Comparison with SPEC

SPEC is a popular software package for instrument control and data acquisition. Many users in the synchrotron community, from which bluesky originated, know SPEC and ask what differentiates and motivates bluesky. Answering this question in an informed and unbiased way is difficult, and we welcome any corrections.

There are many good features of SPEC that have been incorporated into bluesky, including:

  • Simple commands for common experiments, which can be used as building blocks for more complex procedures

  • Easy hardware configuration

  • Interruption handling (Ctrl+C)

  • Integration with EPICS (and potentially other instrument control systems)

  • “Pseudomotors” presenting virtual axes

  • Integration with reciprocal space transformation code

Bluesky has also addressed certain limitations of SPEC. In fairness to SPEC, we have the benefit of learning from its decades of use, and we are standing on the shoulders of the modern open-source community.

  • Bluesky is free and open-source in all aspects.
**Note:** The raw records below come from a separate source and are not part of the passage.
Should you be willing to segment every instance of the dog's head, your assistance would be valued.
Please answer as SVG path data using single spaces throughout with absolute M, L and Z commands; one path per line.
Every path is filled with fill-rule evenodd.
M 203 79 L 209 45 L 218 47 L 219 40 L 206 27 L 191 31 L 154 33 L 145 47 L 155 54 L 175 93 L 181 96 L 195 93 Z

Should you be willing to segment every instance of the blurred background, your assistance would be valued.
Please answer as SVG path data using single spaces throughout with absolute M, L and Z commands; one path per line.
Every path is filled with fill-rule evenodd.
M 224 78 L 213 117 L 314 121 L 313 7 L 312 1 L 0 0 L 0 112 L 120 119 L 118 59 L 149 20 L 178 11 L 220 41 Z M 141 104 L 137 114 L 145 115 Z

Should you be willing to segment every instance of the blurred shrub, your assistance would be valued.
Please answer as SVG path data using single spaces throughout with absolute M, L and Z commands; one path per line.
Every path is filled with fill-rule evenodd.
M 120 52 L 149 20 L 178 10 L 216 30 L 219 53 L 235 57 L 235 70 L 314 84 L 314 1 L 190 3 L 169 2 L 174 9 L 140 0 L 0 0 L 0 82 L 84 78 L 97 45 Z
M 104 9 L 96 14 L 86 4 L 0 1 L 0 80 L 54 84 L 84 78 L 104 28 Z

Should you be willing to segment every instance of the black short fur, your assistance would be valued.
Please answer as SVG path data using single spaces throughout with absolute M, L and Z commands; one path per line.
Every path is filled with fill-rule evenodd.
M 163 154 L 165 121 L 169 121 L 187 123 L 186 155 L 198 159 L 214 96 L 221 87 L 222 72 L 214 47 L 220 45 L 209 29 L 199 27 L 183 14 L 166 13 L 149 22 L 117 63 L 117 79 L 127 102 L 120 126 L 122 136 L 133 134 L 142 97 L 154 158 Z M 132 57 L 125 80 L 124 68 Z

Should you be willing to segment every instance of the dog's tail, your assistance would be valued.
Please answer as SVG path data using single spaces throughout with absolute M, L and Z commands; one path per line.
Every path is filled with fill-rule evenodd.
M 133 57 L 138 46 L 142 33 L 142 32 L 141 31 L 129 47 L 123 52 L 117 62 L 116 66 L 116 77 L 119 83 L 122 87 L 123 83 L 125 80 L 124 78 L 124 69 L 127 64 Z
Macros from the SPEC user community are open-source, but the core SPEC C source code is closed and not free.

  • Bluesky provides more control over the console output and plotting.

  • SPEC was designed before large area detectors existed. Ingesting area detector data is possible, but ad hoc. In bluesky, area detectors and other higher-dimensional inputs are integrated naturally.

  • SPEC writes to a custom text-based format (a “SPEC file”). Bluesky can write—in real time or post facto—to any format.

  • SPEC has a simulation mode. Bluesky allows users to incorporate much richer simulation capabilities (about which more below) but, as of version 0.9.0, provides less than SPEC out of the box.

Using Python, a general-purpose programming language, gives several immediate advantages:

  • Python checks syntax automatically.

  • Python provides tools for interactive debugging.

  • There are many more resources for learning Python.

  • The language is more flexible.

  • It’s easy to integrate with the scientific Python ecosystem.

Bluesky tries to go further than SPEC in some regards:

  • Complex custom procedures are easier to express.

  • Automated “suspension” (pausing and resuming) is consistent and easier to manage.

  • The prevailing model in SPEC is to collect data as a step scan. Other types of scans—such as fly scans or asynchronous monitoring—can be done, but they are ad hoc. Bluesky supports several modalities of data acquisition with equal ease.

  • Bluesky can acquire multiple asynchronous, uncoordinated streams of data and represent them in a simple event-based data model.

  • It is easy to build tools that inspect/simulate a procedure before it is run to check for safety, estimate time to completion, or visualize its behavior.

  • Bluesky is a library that works well interactively but can also be used programmatically in scripts or other libraries.

  • Users can add arbitrary metadata with rich semantics, including large arrays (such as masks) or nested mappings.

  • Bluesky is a holistic solution for data acquisition and management. Users can push live streaming data directly into their data processing and analysis pipelines and/or export it into a file.

On the other hand, one major advantage of SPEC over bluesky is its maturity. SPEC is battle-hardened from decades of use at many facilities, and it has a large user community. Bluesky is a young project.

A Remark About Syntax

SPEC users immediately notice that simple bluesky commands are more verbose than their counterparts in SPEC. This is a trade-off we have made in choosing a more expressive, general-purpose language over a single-purpose command line interface. That “easy integration with scientific libraries” comes at the cost of some parentheses and commas. Some of the difference is also due to the richer abstractions required to capture the complexity of modern hardware. The simplest commands are made less terse, but more interesting commands are made much easier to express. Of course, users can save time by using tab-completion and by accessing previous commands with the up arrow key.